We are grateful for their sacrifices and inspired by their courage, and will carry the baton towards equality, employment and poverty eradication.

It is because of their inspirational role that we want to ensure that everyone have the chance to reach their full potential; that is our objective to overcome discrimination and the political and social barriers to gender equality.

We want to see women choose and ensure that their place in society and their capacity to lead is recognised by everyone.

Programme Director, Minister Trevor Manuel, Chairperson of the National Planning Commission, pointed out during the handing over of the National Planning Commission Report to the President that “It is a plan for a better future – a future in which no person lives in poverty, where no one goes hungry, where there is work for all, a nation united in the vision of our constitution… It is a plan for our collective future. [And] it is up to all of us to make it work,” he said.
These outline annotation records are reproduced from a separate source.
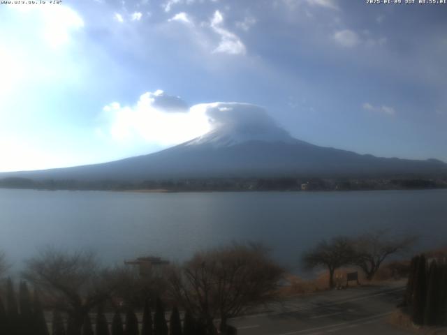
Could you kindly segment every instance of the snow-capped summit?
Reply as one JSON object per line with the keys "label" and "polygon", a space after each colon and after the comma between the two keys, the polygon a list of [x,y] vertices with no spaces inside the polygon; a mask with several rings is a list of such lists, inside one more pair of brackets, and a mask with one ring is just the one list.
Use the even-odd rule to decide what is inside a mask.
{"label": "snow-capped summit", "polygon": [[210,144],[214,147],[231,147],[245,142],[296,143],[284,129],[276,125],[224,126],[185,143],[185,145]]}
{"label": "snow-capped summit", "polygon": [[114,162],[0,174],[36,179],[144,181],[176,178],[446,176],[447,164],[374,157],[293,137],[258,106],[198,105],[210,132],[175,147]]}

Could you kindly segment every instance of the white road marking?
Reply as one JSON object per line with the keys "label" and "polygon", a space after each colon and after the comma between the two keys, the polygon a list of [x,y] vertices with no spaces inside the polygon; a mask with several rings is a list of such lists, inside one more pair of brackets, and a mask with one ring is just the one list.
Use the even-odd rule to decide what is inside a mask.
{"label": "white road marking", "polygon": [[[277,335],[294,335],[294,334],[296,334],[307,333],[309,332],[312,332],[312,331],[314,331],[314,330],[321,330],[321,329],[328,329],[328,328],[333,328],[333,327],[335,327],[335,329],[328,329],[326,332],[335,332],[335,331],[337,331],[337,330],[342,330],[342,329],[344,329],[344,328],[357,326],[357,325],[361,324],[362,321],[367,321],[367,320],[372,320],[372,319],[378,319],[378,318],[383,318],[383,317],[386,316],[386,315],[389,315],[390,314],[391,314],[393,312],[394,312],[394,311],[392,311],[388,312],[388,313],[381,313],[381,314],[377,314],[377,315],[375,315],[368,316],[367,318],[362,318],[360,319],[353,320],[352,321],[349,321],[349,322],[341,322],[341,323],[337,323],[337,324],[335,324],[335,325],[328,325],[327,326],[317,327],[316,328],[309,328],[309,329],[307,329],[297,330],[295,332],[289,332],[288,333],[282,333],[282,334],[279,334]],[[344,327],[340,327],[340,326],[344,326]],[[340,327],[339,328],[337,328],[337,327]]]}
{"label": "white road marking", "polygon": [[309,318],[309,319],[319,319],[320,318],[325,318],[326,316],[332,316],[332,315],[337,315],[338,314],[342,314],[343,312],[335,312],[335,313],[330,313],[328,314],[323,314],[321,315],[315,315],[315,316],[312,316]]}
{"label": "white road marking", "polygon": [[254,325],[252,326],[244,326],[244,327],[238,327],[238,329],[249,329],[250,328],[257,328],[259,327],[259,325]]}
{"label": "white road marking", "polygon": [[[346,302],[356,302],[358,300],[365,300],[365,299],[369,299],[373,297],[377,297],[378,295],[387,295],[388,293],[391,293],[393,292],[399,292],[399,291],[403,291],[405,290],[405,288],[394,288],[392,290],[386,290],[383,292],[379,292],[378,293],[375,293],[374,295],[366,295],[364,297],[354,297],[354,298],[349,298],[348,299],[346,300],[342,300],[342,301],[339,301],[339,302],[330,302],[328,304],[321,304],[321,305],[318,305],[315,303],[311,303],[313,306],[308,306],[306,307],[305,306],[303,306],[301,308],[294,308],[294,309],[290,309],[288,311],[277,311],[277,312],[264,312],[264,313],[260,313],[258,314],[251,314],[249,315],[244,315],[244,316],[239,316],[237,318],[232,318],[232,320],[244,320],[244,319],[251,319],[251,318],[259,318],[259,317],[266,317],[266,316],[274,316],[274,315],[280,315],[281,314],[285,314],[286,313],[291,313],[291,312],[298,312],[300,311],[310,311],[312,309],[314,308],[321,308],[321,307],[328,307],[328,306],[337,306],[337,305],[341,305],[342,304],[345,304]],[[306,302],[303,302],[303,305],[305,304]],[[307,305],[309,306],[309,304],[307,304]]]}

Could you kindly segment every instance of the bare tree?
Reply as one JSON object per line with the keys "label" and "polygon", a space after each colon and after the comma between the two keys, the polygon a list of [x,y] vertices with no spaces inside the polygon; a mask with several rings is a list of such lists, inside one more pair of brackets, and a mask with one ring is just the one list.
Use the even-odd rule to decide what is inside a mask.
{"label": "bare tree", "polygon": [[8,267],[5,253],[0,251],[0,278],[6,273]]}
{"label": "bare tree", "polygon": [[66,313],[80,334],[85,317],[105,301],[112,287],[103,280],[91,253],[47,248],[27,262],[24,278],[39,288],[48,307]]}
{"label": "bare tree", "polygon": [[302,256],[302,262],[307,269],[325,267],[329,271],[329,288],[334,288],[334,272],[340,267],[353,262],[355,251],[347,237],[337,237],[321,241],[313,249]]}
{"label": "bare tree", "polygon": [[227,320],[275,297],[284,270],[260,244],[233,244],[196,253],[170,278],[174,297],[214,334],[214,320]]}
{"label": "bare tree", "polygon": [[356,251],[353,264],[358,266],[370,281],[386,258],[408,251],[415,241],[414,237],[390,237],[384,230],[363,234],[353,241]]}
{"label": "bare tree", "polygon": [[155,302],[157,297],[166,292],[168,276],[168,269],[141,276],[129,266],[115,267],[105,274],[109,285],[115,288],[114,297],[136,308],[142,308],[147,299]]}

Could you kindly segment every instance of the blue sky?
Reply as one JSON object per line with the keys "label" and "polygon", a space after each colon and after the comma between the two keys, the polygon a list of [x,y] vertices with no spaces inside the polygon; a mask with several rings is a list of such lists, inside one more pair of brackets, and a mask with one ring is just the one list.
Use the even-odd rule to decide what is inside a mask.
{"label": "blue sky", "polygon": [[0,171],[144,154],[262,106],[293,136],[447,161],[447,5],[64,0],[0,5]]}

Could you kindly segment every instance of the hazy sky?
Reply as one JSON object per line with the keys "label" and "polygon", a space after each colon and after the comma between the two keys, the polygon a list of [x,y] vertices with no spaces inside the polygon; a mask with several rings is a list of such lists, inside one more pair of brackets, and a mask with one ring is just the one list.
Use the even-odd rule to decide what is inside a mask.
{"label": "hazy sky", "polygon": [[49,2],[0,4],[0,171],[153,152],[207,131],[216,101],[316,144],[447,161],[447,5]]}

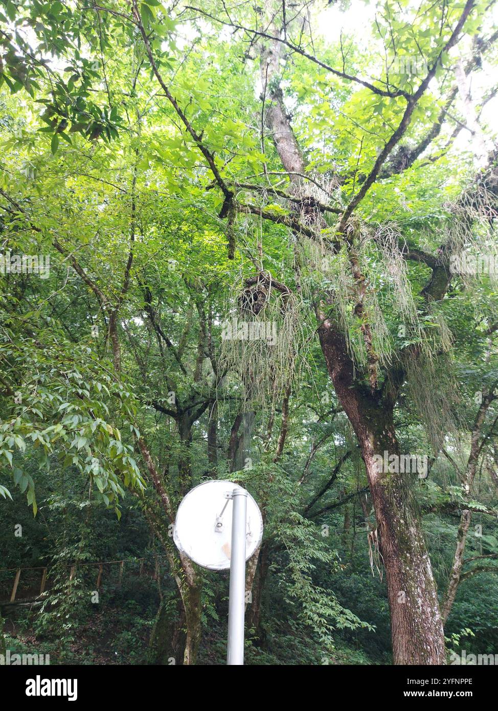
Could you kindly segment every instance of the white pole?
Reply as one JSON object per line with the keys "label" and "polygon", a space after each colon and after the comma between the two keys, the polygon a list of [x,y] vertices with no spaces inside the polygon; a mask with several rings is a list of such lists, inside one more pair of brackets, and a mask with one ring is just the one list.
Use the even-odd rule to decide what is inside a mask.
{"label": "white pole", "polygon": [[227,664],[241,665],[244,664],[244,617],[246,607],[247,492],[238,486],[234,489],[232,497]]}

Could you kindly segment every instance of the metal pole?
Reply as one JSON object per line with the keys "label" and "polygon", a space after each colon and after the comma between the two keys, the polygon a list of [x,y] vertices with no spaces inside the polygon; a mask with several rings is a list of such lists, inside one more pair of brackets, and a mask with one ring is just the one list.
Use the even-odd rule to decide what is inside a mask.
{"label": "metal pole", "polygon": [[247,492],[241,486],[232,492],[230,592],[228,602],[227,664],[244,664],[244,617],[246,607],[246,519]]}

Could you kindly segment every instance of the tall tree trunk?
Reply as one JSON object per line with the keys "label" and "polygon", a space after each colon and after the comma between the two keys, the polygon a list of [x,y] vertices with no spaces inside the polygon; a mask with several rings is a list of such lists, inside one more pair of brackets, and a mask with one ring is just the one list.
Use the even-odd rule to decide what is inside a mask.
{"label": "tall tree trunk", "polygon": [[399,454],[392,405],[355,382],[344,336],[318,329],[327,367],[358,438],[380,534],[395,664],[445,664],[443,624],[431,561],[406,474],[381,474],[376,454]]}
{"label": "tall tree trunk", "polygon": [[251,602],[247,611],[247,628],[255,630],[259,646],[264,642],[261,628],[261,619],[263,594],[269,567],[269,547],[268,542],[265,541],[261,545],[257,560],[257,567],[255,569],[255,575],[252,582]]}
{"label": "tall tree trunk", "polygon": [[[266,122],[273,132],[277,152],[289,174],[291,189],[303,194],[300,193],[296,173],[304,172],[304,160],[289,125],[278,85],[281,49],[280,43],[273,42],[261,50],[264,97],[269,102]],[[351,255],[350,263],[359,292],[363,277],[357,273],[357,260]],[[357,309],[362,304],[360,296],[357,294]],[[394,663],[444,664],[444,635],[435,584],[407,486],[407,475],[380,474],[374,459],[386,450],[390,454],[399,454],[393,424],[394,403],[382,401],[378,394],[372,395],[377,387],[377,356],[372,348],[369,350],[368,342],[369,390],[361,378],[356,378],[342,329],[332,319],[318,312],[321,324],[318,333],[327,368],[358,438],[375,509],[386,568]],[[359,318],[362,316],[362,311],[356,313]],[[364,324],[364,328],[368,341],[371,333],[367,325]]]}
{"label": "tall tree trunk", "polygon": [[161,601],[148,643],[148,664],[181,664],[185,648],[185,611],[178,599],[171,609],[166,598]]}

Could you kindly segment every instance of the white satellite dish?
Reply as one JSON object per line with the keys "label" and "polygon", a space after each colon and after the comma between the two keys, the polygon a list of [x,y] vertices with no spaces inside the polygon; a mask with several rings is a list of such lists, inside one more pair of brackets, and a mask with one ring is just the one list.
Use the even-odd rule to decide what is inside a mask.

He further said it is a plan “To unite all South Africans around a common purpose: Manuel warned this would be a “hollow call” unless the lives of young black people improved.

This pillar recognises that the effectiveness of “redress measures” such as black economic empowerment and employment equity must improve.

It is a plan for our collective future. It is up to all of us to make it work. We speak of a future with expanding opportunities.

We speak of a future we must shape, because we care and because we cannot miss the opportunity to do so, he emphasised.

Building on our history and our collective achievements since 1994, our challenge is to build a future fit for our children, a future that our people deserve.

Ladies and Gentlemen, this plan enjoins all of us to invest in the future of our children especially our girl child to ensure that we build an inclusive and equal society with equal opportunities.

To the young school girls, I wish you every possible success and we will stand beside you every step of the Way.